ZFS committed to the FreeBSD base.

Wed May 2 14:53:51 UTC 2007

On Tue, 1 May 2007, Rick Macklem wrote:

> On Tue, 1 May 2007, Kris Kennaway wrote:
>
>>> I don't know if it relevent, but I've seen "kmem_map: too small" panics 
>>> when testing my NFSv4 server, ever since about FreeBSD5.4. There is no 
>>> problem running the same server code on FreeBSD4 (which is what I still 
>>> run in production mode) or OpenBSD3 or 4. If I increase the size of the 
>>> map, I can delay the panic for up to about two weeks of hard testing, but 
>>> it never goes away. I don't see any evidence of a memory leak during the 
>>> several days of testing leading up to the panic. (NFSv4 uses MALLOC/FREE 
>>> extensively for state related structures.)
>> 
>> Sounds exactly like a memory leak to me.  How did you rule it out?
> Well, I had a little program running on the server that grabbed the 
> mti_stats[] out of the kernel and logged them. I had one client mounted 
> running thousands of passes of the Connectathon basic tests (one client, 
> same activity over and over and over again). For a week, the stats don't 
> show any increase in allocation for any type (alloc - free doesn't get 
> unreasonably big), then..."panic: kmem_map too small". How many days it took 
> to happen would vary with the size of the kernel map, but no evidence of a 
> leak prior to the crash. It seemed to be based on the number of times MALLOC 
> and FREE were called.
>
> Also, the same server code (except for the port changes, which have nothing 
> to do with the state handling where MALLOC/FREE get called a lot), works 
> fine for months on FreeBSD4 and OpenBSD3.9.
>
> So, I won't say a "memory leak is ruled out", but if there was a leak why 
> wouldn't it bite FreeBSD4 or show up in mti_stats[]?
>
> I first saw it on FreeBSD6.0, but went back to FreeBSD5.4 and tried the same 
> test and got the same result.

Historically, such panics have been a result of one of two things:

(1) An immediate resource leak in UMA(9) or malloc(9) allocated memory.

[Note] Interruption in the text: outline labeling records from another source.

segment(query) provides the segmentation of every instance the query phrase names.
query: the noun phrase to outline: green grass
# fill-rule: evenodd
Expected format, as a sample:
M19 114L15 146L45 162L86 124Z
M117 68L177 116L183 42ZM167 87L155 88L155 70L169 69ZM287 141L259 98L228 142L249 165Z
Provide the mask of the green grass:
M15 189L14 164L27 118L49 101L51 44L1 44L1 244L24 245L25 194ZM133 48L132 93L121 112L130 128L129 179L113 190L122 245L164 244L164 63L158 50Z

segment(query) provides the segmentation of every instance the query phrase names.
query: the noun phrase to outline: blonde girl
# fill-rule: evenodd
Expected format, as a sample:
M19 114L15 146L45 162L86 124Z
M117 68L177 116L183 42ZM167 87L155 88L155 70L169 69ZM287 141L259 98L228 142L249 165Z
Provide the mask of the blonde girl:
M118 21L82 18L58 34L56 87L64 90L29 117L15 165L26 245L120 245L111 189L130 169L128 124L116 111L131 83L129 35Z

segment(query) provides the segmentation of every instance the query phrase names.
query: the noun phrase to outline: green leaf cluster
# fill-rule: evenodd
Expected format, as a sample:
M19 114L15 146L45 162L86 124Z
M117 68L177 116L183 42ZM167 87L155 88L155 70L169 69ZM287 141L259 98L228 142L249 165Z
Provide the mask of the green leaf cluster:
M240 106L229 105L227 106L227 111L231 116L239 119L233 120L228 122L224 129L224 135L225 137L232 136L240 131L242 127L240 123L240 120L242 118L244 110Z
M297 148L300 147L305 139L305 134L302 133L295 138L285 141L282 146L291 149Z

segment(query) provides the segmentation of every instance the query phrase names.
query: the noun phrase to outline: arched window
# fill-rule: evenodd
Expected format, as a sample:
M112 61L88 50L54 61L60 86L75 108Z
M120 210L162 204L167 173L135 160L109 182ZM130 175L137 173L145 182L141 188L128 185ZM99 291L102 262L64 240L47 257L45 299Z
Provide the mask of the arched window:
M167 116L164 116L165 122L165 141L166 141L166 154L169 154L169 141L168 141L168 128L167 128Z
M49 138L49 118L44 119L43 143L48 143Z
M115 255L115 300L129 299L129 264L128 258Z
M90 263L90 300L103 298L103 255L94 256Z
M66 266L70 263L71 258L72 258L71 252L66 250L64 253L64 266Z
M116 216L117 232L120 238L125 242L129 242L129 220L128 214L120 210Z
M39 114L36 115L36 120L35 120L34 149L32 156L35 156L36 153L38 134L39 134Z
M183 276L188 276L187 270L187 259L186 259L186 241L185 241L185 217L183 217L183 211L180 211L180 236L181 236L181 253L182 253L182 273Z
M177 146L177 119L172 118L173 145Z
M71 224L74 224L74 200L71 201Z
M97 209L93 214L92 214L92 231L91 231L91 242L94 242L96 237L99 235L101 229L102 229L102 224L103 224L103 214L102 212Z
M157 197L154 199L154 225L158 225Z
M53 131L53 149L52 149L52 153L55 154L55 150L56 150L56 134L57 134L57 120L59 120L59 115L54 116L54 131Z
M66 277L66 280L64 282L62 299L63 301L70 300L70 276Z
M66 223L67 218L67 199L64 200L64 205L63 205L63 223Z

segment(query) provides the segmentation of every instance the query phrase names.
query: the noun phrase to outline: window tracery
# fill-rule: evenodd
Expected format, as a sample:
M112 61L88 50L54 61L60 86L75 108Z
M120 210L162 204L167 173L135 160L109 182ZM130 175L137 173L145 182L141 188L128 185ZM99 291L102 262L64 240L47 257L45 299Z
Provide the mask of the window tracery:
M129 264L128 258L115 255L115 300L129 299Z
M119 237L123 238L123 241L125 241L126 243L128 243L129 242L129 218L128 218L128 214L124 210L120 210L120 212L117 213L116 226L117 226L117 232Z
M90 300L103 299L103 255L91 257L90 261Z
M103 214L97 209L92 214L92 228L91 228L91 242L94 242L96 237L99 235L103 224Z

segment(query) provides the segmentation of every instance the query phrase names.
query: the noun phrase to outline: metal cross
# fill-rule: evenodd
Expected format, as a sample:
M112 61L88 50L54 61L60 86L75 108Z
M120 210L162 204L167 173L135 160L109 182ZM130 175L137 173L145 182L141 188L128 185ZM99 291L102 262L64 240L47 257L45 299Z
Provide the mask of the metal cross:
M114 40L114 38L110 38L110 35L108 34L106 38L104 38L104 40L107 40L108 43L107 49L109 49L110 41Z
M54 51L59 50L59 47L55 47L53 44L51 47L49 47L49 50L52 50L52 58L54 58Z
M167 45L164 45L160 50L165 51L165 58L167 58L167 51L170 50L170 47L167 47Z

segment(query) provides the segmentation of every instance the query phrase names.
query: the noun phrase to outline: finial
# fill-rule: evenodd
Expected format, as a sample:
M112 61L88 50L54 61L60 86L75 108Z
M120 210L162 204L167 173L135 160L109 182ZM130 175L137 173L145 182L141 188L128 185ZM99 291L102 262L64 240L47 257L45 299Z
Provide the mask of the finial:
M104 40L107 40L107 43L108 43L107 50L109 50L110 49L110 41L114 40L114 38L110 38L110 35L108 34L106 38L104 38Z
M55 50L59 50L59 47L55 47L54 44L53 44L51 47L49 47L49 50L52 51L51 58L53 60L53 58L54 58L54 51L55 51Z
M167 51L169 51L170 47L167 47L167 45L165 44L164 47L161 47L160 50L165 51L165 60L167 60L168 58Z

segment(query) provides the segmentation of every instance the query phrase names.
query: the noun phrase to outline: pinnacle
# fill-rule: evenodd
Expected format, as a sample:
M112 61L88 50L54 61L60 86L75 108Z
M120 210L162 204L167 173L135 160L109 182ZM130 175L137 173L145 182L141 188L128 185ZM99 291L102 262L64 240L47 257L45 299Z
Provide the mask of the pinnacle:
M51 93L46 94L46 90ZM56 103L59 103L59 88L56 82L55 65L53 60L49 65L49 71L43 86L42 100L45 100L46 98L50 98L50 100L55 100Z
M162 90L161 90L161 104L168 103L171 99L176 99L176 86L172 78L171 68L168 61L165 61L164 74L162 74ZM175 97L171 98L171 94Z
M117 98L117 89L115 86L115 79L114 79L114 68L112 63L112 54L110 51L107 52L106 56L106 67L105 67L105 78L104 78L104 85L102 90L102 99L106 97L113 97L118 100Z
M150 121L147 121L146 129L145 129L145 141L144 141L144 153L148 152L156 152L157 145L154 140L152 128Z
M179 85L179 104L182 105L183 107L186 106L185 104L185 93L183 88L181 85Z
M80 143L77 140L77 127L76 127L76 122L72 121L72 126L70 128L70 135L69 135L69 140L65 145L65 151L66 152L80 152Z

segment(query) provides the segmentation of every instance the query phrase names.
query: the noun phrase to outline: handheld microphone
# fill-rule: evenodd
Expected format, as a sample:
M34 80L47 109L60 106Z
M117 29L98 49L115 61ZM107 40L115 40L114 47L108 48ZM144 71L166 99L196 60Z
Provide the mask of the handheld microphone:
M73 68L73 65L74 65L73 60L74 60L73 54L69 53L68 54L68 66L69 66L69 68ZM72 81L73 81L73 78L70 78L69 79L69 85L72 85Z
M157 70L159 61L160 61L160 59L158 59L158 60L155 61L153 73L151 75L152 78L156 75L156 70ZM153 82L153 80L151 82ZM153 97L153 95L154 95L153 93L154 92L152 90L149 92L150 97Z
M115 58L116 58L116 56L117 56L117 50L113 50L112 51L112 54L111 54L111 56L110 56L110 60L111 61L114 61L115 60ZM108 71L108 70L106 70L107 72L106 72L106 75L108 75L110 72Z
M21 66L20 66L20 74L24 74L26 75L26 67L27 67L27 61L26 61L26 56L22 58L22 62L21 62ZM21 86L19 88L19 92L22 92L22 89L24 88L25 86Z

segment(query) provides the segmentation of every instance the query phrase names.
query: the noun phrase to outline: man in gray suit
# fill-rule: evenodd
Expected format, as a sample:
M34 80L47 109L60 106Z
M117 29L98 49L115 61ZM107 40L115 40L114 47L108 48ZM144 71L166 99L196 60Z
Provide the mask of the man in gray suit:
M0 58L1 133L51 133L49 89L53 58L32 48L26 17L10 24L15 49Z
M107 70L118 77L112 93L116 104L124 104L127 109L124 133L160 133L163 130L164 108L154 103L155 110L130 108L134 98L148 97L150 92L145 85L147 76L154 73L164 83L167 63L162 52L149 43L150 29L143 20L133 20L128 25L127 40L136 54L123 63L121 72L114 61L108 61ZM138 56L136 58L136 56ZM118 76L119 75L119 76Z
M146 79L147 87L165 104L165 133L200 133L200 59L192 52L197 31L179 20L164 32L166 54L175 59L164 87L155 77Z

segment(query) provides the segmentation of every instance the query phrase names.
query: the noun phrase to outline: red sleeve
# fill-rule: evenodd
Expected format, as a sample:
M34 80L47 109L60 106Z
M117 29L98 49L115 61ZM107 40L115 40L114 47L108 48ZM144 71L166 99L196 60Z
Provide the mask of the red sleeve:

(2) Mis-tuning of a resource limit, perhaps due to sizing the limit based on
     solely physical memory size, not taking available kernel address space
     into account.

mti_stats reports only on malloc(9), you need to also look at uma(9), since 
many frequently allocated types are allocated directly with the slab 
allocator, and not from kernel malloc.  Take a look at the output of "show 
uma" or "show malloc" in DDB, or respectively "vmstat -z" and "vmstat -m" on a 
core or on a live system.  malloc(9) is actually implemented using two 
different back-ends: UMA-managed fixed size memory buckets for small 
allocations, and direct page allocation for large allocations.

The most frequent example of (2) is mis-tuning in the maximum vnode limit of 
the system, resulting in the vnode cache exceeding available address space. 
Try tuning down that limit.  Notice that vnodes, inodes, and most frequently 
used file system allocation data types are allocated using uma(9) and not 
malloc(9).

Robert N M Watson
Computer Laboratory
University of Cambridge